1. How to identify likely instances of Phantom Inventory
To identify phantom inventory instances, you can filter item-location combinations that register inventory but have had no sales for the past eight weeks. You can do that by using Alloy's phantom inventory metric. Alloy's phantom inventory metric is calculated based off of 3 criteria:
1. Item-location has had historical sales in the trailing 12 weeks
2. Item-location has not had any recent sales
3. Item-location has inventory at the store
Based off of these 3 criteria, Alloy will determine if an item-location is a suspected phantom inventory instance! (If phantom inventory = 1, then it is a suspected instance)
2. How to resolve the problem
After identifying potential phantom inventory using Alloy, you can take different paths to resolve the issue.
1) Reset inventory levels: You could flag phantom inventory instances to your retail buyer, and they would manually reset inventory levels to zero for those stores, triggering replenishment. However, most replenishment managers and retail buyers are incentivized to keep inventory lean, so this might not be the best course of action.
2) Conduct a test group replenishment: If you see you have one thousand SKU-store combinations with potential phantom inventory, you could do a test group of one hundred to reset the stock. Wait until the stores are replenished, and if sales start flowing again, that's a clear sign that you were right. Now you can go back to your buyer and ask them to reset inventory for the other nine hundred stores.
3) Store visits: If the price point of your products justifies it, your team can also pick up the phone or send field reps to visit the stores and methodically check if they have the product on the shelf. Suppose the store manager can validate that you have phantom inventory: You can then ask your replenishment manager to replenish the store. If the issue occurs because of theft, you can have a productive data-driven conversation about the theft and security process with the retail store.
3. Measuring and reporting on the impact
It is always a good idea to run a pre/post analysis of the sales at the SKU-store combinations you've addressed so that you can show the results.
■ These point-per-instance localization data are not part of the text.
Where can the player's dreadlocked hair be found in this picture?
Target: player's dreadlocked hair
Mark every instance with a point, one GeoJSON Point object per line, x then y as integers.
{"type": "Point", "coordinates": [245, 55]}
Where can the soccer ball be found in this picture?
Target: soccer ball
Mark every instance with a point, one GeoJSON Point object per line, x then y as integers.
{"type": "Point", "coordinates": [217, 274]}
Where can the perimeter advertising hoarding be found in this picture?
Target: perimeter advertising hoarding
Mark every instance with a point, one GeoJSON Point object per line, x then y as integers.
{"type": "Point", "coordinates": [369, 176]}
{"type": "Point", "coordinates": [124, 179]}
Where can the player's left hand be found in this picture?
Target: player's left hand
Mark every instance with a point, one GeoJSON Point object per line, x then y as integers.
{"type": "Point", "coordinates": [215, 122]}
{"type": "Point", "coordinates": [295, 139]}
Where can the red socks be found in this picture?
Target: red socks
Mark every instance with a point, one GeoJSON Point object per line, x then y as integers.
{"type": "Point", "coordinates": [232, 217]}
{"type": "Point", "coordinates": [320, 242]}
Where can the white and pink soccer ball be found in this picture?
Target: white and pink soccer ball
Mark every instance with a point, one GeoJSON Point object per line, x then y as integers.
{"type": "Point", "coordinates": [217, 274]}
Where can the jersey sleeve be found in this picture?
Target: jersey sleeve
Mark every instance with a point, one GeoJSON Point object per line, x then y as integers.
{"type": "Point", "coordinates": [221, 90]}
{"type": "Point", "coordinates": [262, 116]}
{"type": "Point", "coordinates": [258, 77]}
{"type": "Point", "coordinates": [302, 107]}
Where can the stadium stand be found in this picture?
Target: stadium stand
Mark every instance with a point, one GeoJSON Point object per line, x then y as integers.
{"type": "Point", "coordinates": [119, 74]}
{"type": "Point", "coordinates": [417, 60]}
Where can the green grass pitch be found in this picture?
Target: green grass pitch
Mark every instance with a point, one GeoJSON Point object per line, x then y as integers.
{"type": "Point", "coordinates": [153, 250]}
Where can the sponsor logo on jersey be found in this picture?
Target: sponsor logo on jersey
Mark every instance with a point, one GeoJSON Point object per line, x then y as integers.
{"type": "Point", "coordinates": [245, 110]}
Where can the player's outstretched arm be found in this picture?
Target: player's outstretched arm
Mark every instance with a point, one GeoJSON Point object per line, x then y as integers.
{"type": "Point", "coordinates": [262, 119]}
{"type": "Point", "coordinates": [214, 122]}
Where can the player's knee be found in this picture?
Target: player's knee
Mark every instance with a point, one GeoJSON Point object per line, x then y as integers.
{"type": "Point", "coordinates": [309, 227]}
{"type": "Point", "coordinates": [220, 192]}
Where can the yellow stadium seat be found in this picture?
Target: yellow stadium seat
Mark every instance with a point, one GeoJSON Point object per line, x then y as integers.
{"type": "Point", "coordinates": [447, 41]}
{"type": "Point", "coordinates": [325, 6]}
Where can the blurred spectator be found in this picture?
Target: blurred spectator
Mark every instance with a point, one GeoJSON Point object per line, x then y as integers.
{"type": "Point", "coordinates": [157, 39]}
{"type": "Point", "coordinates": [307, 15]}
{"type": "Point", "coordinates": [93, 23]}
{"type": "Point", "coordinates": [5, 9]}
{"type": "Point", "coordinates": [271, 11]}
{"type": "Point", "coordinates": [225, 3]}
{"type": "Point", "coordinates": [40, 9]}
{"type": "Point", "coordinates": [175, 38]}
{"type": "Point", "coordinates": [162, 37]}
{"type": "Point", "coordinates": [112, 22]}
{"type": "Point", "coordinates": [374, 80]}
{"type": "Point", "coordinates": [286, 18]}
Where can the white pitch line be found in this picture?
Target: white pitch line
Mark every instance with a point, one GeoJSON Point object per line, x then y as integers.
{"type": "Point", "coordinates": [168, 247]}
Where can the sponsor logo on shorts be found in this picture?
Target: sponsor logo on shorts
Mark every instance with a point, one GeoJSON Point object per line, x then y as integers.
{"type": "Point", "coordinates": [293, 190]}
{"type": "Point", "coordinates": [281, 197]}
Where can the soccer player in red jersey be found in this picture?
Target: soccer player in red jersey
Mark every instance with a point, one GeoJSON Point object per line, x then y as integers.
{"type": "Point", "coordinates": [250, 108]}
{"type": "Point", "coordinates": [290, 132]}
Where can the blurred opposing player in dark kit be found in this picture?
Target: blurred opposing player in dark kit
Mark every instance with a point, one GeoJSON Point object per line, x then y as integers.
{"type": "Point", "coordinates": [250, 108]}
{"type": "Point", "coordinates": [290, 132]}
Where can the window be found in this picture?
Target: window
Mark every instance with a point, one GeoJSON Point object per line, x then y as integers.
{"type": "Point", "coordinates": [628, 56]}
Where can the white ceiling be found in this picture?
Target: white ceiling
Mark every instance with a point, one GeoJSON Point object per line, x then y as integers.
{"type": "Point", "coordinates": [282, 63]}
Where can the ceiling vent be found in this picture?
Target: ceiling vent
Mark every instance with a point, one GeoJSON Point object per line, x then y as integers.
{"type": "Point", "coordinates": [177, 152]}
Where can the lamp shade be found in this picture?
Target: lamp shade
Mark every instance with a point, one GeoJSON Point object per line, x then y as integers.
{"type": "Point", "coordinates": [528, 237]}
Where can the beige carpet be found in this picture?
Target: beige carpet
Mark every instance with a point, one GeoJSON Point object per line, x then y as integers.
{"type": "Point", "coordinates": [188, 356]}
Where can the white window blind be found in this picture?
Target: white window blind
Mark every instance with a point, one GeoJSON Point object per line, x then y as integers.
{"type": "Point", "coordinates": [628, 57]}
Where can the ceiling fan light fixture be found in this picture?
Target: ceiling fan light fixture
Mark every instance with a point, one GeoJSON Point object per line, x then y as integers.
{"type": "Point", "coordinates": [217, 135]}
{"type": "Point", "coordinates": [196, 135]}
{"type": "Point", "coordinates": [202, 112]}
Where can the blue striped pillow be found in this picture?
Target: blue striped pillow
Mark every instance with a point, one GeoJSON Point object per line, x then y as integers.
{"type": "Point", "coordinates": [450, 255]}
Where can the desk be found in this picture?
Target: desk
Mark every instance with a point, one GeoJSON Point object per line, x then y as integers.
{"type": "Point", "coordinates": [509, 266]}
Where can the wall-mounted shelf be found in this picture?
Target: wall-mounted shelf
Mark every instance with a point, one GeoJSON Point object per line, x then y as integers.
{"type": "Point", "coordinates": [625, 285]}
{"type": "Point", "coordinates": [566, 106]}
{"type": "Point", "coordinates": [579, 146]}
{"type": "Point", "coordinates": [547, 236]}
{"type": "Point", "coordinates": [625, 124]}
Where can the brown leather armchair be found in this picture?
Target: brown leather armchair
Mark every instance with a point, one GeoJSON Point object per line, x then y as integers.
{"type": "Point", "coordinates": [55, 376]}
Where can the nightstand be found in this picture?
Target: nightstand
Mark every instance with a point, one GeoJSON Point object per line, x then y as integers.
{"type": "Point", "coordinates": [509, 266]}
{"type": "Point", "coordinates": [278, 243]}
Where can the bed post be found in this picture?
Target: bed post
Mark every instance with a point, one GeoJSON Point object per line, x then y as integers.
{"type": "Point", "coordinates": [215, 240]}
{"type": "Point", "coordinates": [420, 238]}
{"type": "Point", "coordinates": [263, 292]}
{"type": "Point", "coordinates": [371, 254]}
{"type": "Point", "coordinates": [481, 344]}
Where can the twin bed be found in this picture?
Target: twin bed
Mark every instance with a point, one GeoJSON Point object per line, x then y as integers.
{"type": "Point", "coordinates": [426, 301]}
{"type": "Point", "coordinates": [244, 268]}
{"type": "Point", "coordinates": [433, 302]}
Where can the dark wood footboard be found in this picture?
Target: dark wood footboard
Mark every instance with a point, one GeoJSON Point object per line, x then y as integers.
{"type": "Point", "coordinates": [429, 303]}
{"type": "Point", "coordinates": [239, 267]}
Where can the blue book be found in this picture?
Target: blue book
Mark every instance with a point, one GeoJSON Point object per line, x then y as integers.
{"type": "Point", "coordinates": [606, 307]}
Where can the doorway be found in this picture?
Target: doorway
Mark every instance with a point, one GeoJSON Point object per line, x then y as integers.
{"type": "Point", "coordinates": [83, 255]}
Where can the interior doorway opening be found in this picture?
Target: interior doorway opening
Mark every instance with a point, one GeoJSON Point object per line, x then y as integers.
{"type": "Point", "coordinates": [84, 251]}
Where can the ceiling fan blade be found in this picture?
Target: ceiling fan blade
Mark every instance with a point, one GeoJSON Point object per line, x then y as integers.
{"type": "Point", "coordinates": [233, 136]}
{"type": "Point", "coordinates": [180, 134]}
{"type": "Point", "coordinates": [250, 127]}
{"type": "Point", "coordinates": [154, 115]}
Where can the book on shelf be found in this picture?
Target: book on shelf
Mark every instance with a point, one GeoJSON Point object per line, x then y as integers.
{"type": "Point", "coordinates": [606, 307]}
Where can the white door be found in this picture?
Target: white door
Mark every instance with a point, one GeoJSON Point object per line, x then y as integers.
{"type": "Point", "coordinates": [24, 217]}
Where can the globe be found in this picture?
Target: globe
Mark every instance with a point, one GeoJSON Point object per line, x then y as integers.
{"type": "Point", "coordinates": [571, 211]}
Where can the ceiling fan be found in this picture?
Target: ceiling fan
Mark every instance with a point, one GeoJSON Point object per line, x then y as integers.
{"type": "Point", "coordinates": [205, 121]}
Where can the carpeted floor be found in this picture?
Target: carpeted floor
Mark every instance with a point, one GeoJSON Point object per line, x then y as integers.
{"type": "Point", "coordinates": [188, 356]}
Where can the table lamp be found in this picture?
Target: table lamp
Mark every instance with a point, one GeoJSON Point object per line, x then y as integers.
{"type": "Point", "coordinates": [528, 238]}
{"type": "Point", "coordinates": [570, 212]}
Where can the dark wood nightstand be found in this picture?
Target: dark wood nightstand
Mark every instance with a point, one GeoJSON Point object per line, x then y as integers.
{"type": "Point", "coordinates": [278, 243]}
If you have fixed the problem, you should see sales restarting once those chronically out-of-stock locations were replenished or you successfully addressed the theft issue.
How to set up your Alloy dashboard
- Sign in to app.alloy.ai
- Click Analysis at the top, and select the tag Alloy Applications Templates
- Open the dashboard called Template - Phantom Inventory
- From the drop-down next to Save, select Save As, and name your new dashboard
- Note: If you do not see the template in your instance, please message your Client Solutions Lead!